Augsburger Allgemeine (Land Nord)
Warum ein Palmbuschen in den Stall kommt
Brauchtum Derzeit werden die Buschen gebunden. Sie sollen später nicht weggeworfen werden
Im Pfarrsaal in Allmannshof herrscht reger Betrieb. Etwa ein Dutzend Helferinnen vom Katholischen Frauenbund sind versammelt und in bester Laune. „Heute werden die Palmbuschen für den Palmsonntag gebunden“, erklärt Helga Negele. „Das ist bei uns seit über 20 Jahren eine Tradition.“Die Frauen stehen oder sitzen an den Tischen und arbeiten im Akkord. Buchszweige und Palmkätzchen liegen in großer Menge bereit. 65 Buschen werden sie binden, jeder einzelne ist individuell und liebevoll arrangiert mit einem selbst gebastelten Kreuz in der Mitte.
Die Pfarrgemeinde profitiert von der Gemeinschaftsaktion des Frauenbundes. Am Palmsonntag werden die Gebinde gesegnet und von den Gläubigen mit nach Hause genommen – wo sie in Wohn- und Schlafzimmer, neben Kreuzbild und Weihwasserschale oder unter dem Dachfirst ihren Platz finden und Schutz und Segen bringen sollen.

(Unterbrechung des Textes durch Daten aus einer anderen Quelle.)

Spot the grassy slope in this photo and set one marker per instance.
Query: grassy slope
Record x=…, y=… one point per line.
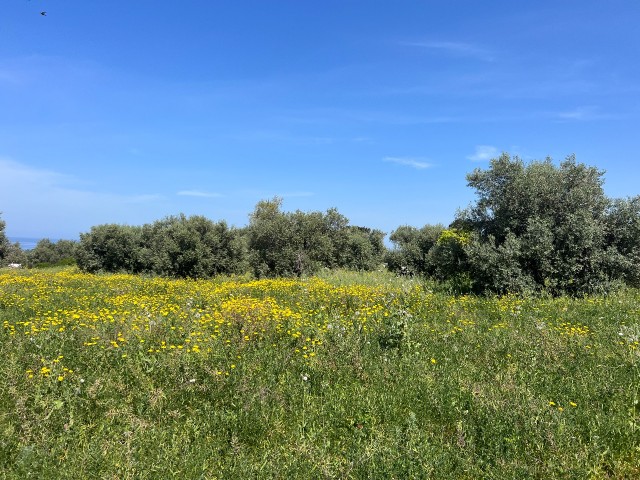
x=351, y=376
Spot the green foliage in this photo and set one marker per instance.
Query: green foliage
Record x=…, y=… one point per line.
x=110, y=248
x=178, y=246
x=623, y=237
x=404, y=383
x=4, y=242
x=300, y=243
x=193, y=247
x=410, y=255
x=538, y=226
x=47, y=253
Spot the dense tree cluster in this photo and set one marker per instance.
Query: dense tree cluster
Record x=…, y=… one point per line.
x=275, y=243
x=535, y=226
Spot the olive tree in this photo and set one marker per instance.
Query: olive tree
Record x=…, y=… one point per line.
x=547, y=222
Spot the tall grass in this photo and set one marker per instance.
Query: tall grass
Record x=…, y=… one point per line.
x=344, y=376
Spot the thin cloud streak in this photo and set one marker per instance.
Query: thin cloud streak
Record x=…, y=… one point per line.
x=409, y=162
x=483, y=153
x=199, y=193
x=455, y=48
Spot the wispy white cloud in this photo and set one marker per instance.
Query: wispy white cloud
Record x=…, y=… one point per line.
x=416, y=163
x=483, y=153
x=199, y=193
x=295, y=194
x=460, y=49
x=581, y=114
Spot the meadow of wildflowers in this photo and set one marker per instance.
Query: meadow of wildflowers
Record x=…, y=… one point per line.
x=344, y=376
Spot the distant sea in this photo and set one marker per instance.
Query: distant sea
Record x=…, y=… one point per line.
x=27, y=243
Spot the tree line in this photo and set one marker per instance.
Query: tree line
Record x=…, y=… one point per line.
x=534, y=227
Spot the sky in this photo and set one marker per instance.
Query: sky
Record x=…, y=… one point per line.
x=129, y=111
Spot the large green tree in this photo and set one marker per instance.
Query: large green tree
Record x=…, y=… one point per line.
x=538, y=224
x=4, y=242
x=194, y=247
x=300, y=243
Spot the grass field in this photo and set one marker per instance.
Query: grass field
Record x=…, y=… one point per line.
x=338, y=376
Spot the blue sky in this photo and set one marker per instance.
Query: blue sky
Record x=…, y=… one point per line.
x=129, y=111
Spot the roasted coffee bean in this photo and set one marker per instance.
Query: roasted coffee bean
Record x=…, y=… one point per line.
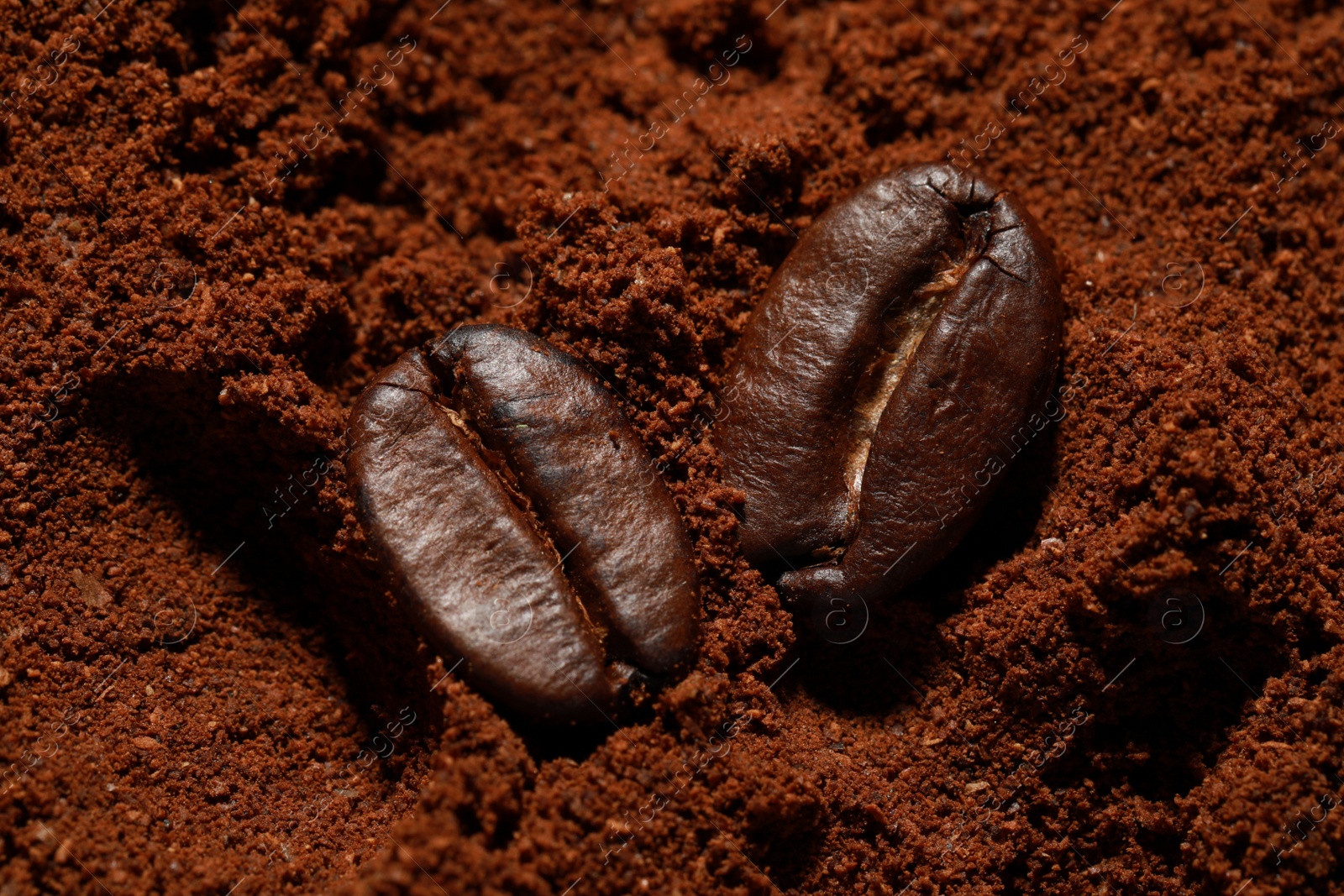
x=514, y=504
x=900, y=358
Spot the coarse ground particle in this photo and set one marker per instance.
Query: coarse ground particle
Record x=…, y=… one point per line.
x=218, y=219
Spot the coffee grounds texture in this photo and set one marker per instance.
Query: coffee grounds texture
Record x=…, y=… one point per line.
x=219, y=219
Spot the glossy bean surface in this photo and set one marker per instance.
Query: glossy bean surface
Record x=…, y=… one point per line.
x=517, y=511
x=900, y=356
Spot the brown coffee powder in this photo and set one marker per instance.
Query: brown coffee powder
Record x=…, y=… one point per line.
x=219, y=219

Landauf, landab wird in den Pfarreien am Sonntag der Festtag mit Prozessionen und PalmbuschenSegnung gefeiert. Es ist nicht nur gelebtes Brauchtum und Tradition, sondern hat für die Christen eine besondere religiöse Bedeutung: Am Palmsonntag erinnert sich die Kirche an den Einzug Jesu in Jerusalem. Die Menschen feierten ihn als König und winkten ihm mit Palmzweigen zu. Palmen galten schon im Altertum als heilige Bäume. Da es hierzulande echte Palmen- und Ölbaumzweige meist nur in botanischen Gärten gibt, werden Alternativen verwendet.
Man bedient sich anderer grüner Zweige, wie zum Beispiel Buchsbaum, Wacholder, Ahorn, Stechpalme oder Birke. Uschi Pröll, Ortsbäuerin in Ostendorf, hat für den Palmsonntag gleich mehrere Gebinde hergestellt – bestehend aus einer Weide, Buchs, Palmkätzchen und Bast mit bunten Bändchen.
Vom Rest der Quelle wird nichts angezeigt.